За самоваром Григорий Данилович рассказывал, как было страшно сажать в "мешок" князя Дадиани, который до самого последнего момента не верил, что его, потомка царей Мингрелии, будут судить. Но "генерал-аудиториат, рассмотрев его дело, признал князя Дадиани виновным, приговорив его к лишению чинов, орденов, княжеского титула и дворянского достоинства." - тут я цитирую военного историка П. К. Мартьянова.

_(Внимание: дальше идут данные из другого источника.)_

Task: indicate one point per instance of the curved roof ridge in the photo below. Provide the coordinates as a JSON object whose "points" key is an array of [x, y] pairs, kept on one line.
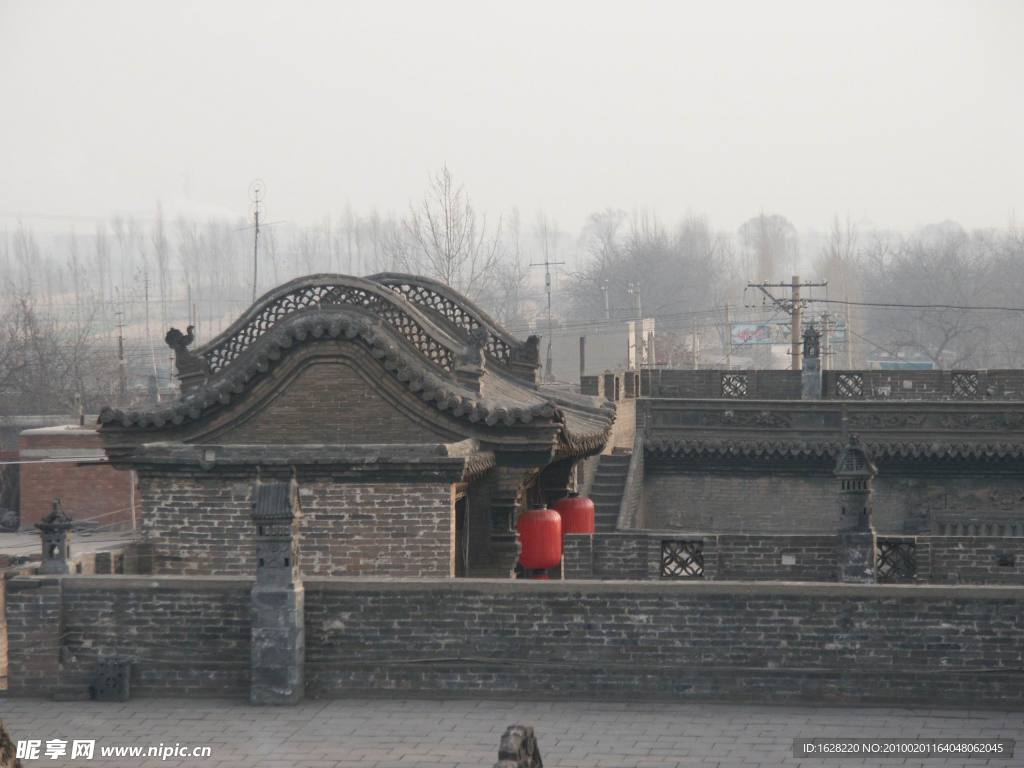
{"points": [[434, 388], [434, 341]]}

- Делать нечего, - рассказывал Бабкин. - Правда, ни сам Дадиани, ни я сам представления об этом "мешке" не имели. Но тогдашний комендант "форта Вильгельма", когда прочел бумагу, ахнул, отвел нас наверх, где камера, и сказал всем нам: "Ну, господа, попрощайтесь с ним по-Божески. В этом "мешке" одна надежда - на Бога!" Не знаю, что тут с нами случилось, не только я, но даже и жандармы стали целовать на прощание Дадиани. С того самого дня я оставил легкомысленный образ жизни. А когда в Петербург прибыл, меня вызвал к себе сам граф Бенкендорф и сказал мне: "Капитан, так и умрешь капитаном, ежели проболтаешься где-либо про этот "мешок". Будут спрашивать - отвечай: каземат - и только!" А в Тифлисе, когда мы повезли Дадиани, в тот же вечер император велел барону Розену дать бал для Тифлиса, чтобы жена и дочери, включая и жену Дадиани, танцевать не стыдились. И они, говорят, танцевали.
Очевидец событий писал: "Лидия Дадиани в тот же вечер танцевала и много смеялась. она это делала под деспотическим взором матери, которая желала показать (императору) непричастность семьи Розенов к увезенному от них Дадиани".
Бобруйский комендант закончил свой рассказ:
- Всего три года высидел князь Дадиани в "мешке" с тремя дырками, а когда отворили камеру, так вынимали его оттуда едва живого. Не человек, а развалина, ползал на четвереньках, речь невнятная, глаза безумные. Сослали его в Вятку, а простил его уже новый император Александр II, с тех пор он и жил в подмосковной деревне жены своей. Вот и конец. Вам еще чаю?
Через несколько дней Никитин навсегда покидал Бобруйск и зашел проститься с комендантом Бабкиным:
- Григорий Данилович, рад я знакомству с вами, благодарю за хлеб-соль. Простите, если спрошу.
- Ну? О чем, молодой человек?
- Кто-нибудь после Дадиани сидел ли в "мешке"?
- Был и второй узник. Был!
- Кто же он?
- Литовский граф Леон Платер.
- Не знаю его.
- Был замешан в польском восстании шестьдесят третьего года, ну, вот и был схвачен идущим "до лясу".
- Долго мучился?
- Нет. Его скоро и повесили. Своими ногами дошел до виселицы. С тех пор "мешок" пустовал. Времена изменились к лучшему, и такое наказание, как "мешок", сочли в Петербурге слишком уж бесчеловечным.
Виктор Никитин записал последние слова старого бобруйского коменданта, служащего ради пенсии: "Если бы мне велели кого-нибудь содержать в нем, я прежде, чем это сделать, подал бы по телеграфу в отставку, ибо не мог бы и дня прожить с сознанием, что я исполняю роль палача."